London plans patrols to stop boats carrying refugees
The British government plans to take steps to ensure that fewer migrants enter the country via the English Channel. Around 4,000 people have already made the crossing this year - twice as many as in the whole of 2019. Home Secretary Priti Patel has complained that France was doing too little to stop the crossings. Royal Navy ships are to be deployed to force small boats carrying migrants to turn back. The national press is divided on the issue.
Detain them all
The Spectator calls for a comprehensive crackdown on asylum seekers:
“Ritual condemnations of the French and the parading of a few Royal Navy vessels in front of the cameras will not satisfy these voters. ... Universal detention of asylum applicants and a commitment not to allow any failed asylum-seeker to live in our society will have to be components of such a new approach. Very probably ID cards will also feature. Quite possibly the jurisdiction of the European Court of Human Rights will have to be cast aside and the Human Rights Act repealed. Maybe long-term offshore accommodation for those refusing to return to their country of origin will need to be part of the mix.”

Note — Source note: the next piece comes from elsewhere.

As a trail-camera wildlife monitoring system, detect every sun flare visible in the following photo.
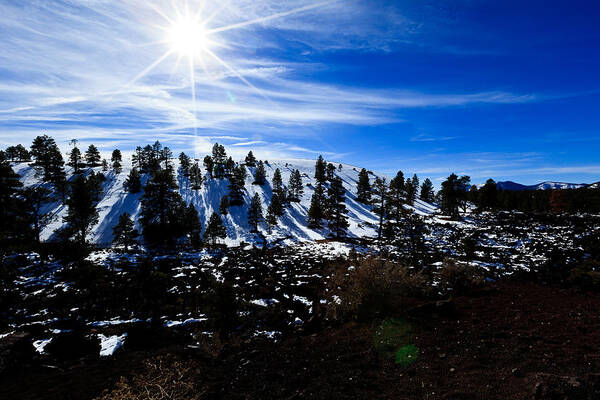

Asserting a human right is not criminal
The Guardian has no sympathy for London's ideas:
“Having set their face against the EU with their campaign to 'take back control' and lacking a plan to replace the Dublin Convention, which enables EU countries to remove some asylum seekers, ministers now appear to be panicking. How else to describe the threats by the home secretary, Priti Patel, to make the navy force boats back to France? ... What does it mean for Boris Johnson to declare crossing the Channel in a small boat to be 'dangerous and criminal', when people have the right to travel to claim asylum under UN rules dating back to 1951?”